4. Then we take what's left and put it in a sentence. This can require complex language, but it gets easier for most students with practice.

This paragraph's bullet point might say: 


  • Cells contain DNA(chromosomes) which direct what they do and allow them to make exact copies of themselves.

​If the student wanted to include the "beginning and ending" part from the first sentence, we might do that. Hopefully we have already discussed general —> specific structure for organizing ideas, and they can understand that this is a very general transition statement and may not be necessary. As with Subject/Predicate structure, if they lack this background, we simply backtrack to that foundational piece. Backtracking to lay foundation is a constant and it happens very quickly, so the student doesn't really have any time to sit there feeling inadequate. I just say, "Hey, let's do this for a second...!" and we're off.

It will be difficult for many students to paraphrase the predicates, but even using a longer version of the note, the process still works. I let them know they need to translate it enough to prove to themselves that they understand the sentence and what they've written--if they copy language they don't understand, it's useless. It is also important to realize that even if generating the "bullet point" as a grammatically correct sentence is too much of a challenge initially, again, the process of noting all the subjects and identifying all the repetition (especially in texts that talk about the same thing in every sentence, but using synonyms or different levels within the same semantic group, such that kids don't see they are the same thing until we put them in a little pile by themselves) really clarifies the surprising, hidden concreteness of main idea identification.

One of the primary coping strategies for a wide variety of learning challenges is to find the "thing" that can be used as an answer, and cling to it. It only takes a few crushingly embarrassing moments of a teacher asking a question, the student having no answer, and the teacher suggesting they "pay attention," for them to learn to find a thing at all costs. As long as it is in some vague way related to the subject matter at hand, they can turn that "pay attention" into a far less humiliating "nice try, but not quite."

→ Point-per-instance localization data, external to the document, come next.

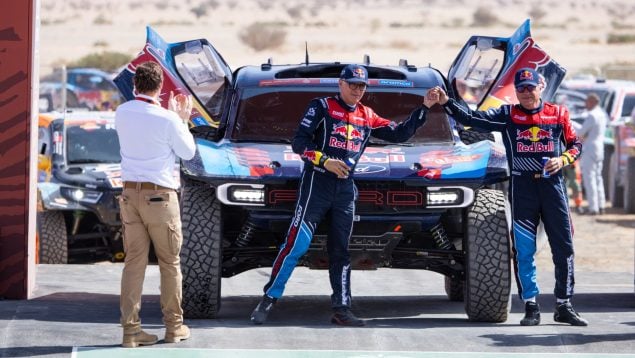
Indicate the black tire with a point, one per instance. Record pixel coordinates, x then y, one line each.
629 186
201 251
53 239
487 262
455 289
469 136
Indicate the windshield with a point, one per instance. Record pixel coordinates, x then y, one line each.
265 114
204 72
92 142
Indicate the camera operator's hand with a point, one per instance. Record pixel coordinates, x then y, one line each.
337 167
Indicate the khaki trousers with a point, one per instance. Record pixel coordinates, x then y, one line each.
151 216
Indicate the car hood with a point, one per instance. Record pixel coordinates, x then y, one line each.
264 161
92 176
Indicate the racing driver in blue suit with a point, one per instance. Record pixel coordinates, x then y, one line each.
330 139
533 130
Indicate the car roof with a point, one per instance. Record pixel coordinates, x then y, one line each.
81 115
326 74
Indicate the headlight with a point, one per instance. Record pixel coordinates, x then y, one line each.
241 194
81 195
449 197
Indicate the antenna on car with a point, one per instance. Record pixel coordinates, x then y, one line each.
267 66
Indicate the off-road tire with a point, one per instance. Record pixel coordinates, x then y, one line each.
201 250
53 239
455 289
629 186
487 258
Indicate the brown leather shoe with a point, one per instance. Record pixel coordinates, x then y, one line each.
141 338
177 335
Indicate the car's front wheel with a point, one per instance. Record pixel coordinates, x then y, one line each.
487 263
201 251
51 229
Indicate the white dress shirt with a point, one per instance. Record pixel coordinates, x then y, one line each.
151 137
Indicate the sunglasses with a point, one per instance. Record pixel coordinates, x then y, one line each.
524 88
356 86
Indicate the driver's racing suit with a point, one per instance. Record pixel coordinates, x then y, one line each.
331 129
528 136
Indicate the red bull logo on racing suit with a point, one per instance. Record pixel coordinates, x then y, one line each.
535 136
351 135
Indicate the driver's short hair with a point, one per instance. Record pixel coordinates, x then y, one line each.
148 77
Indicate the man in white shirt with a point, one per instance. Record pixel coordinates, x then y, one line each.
151 138
592 135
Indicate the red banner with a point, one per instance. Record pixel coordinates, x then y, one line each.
16 74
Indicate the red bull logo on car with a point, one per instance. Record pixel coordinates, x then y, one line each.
359 73
348 131
535 136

Some students perceive a meaningless on-rush of information all day, and their instincts prioritize the bits that maximize pleasure and minimize pain (we all do this latter part to some extent). Whether attention challenges reduce the choice one has regarding which elements make it into consciousness and are retained, or processing speed makes only the initial information retainable as working memory chugs along sorting facts into longer term memory while additional information continues to sail past, or the social demands on mental bandwidth simply push out any cognitive space for comprehension and retention of academic material, kids will find ways to cope without further humiliation, and often ingenious ones.

By the time they are entering middle school, students who do not differentiate between levels of specificity, or levels of importance, are at a serious disadvantage. But I think it is very important to perceive how hard won the act of grasping and retaining any material is for many students. And developmentally, the next step is not to start to categorize things remembered, but simply to remember more and more! I think it is key to note where on this path a student is, and to be willing to backtrack to where they really are, not with an implicit "you are behind!" message (they get this elsewhere), but with a startling, attention-getting acknowledgement of the progress on display when they show you where they actually are.

Furthermore, you can get amazingly far if you are smart and can learn to retain information, even if you don't see relationships between bits of information yet. For these students, explicit exercises to practice noting categories and subcategories are a vital precursor to all kinds of critical thinking, not to mention organized writing...and retrieving key ideas from text!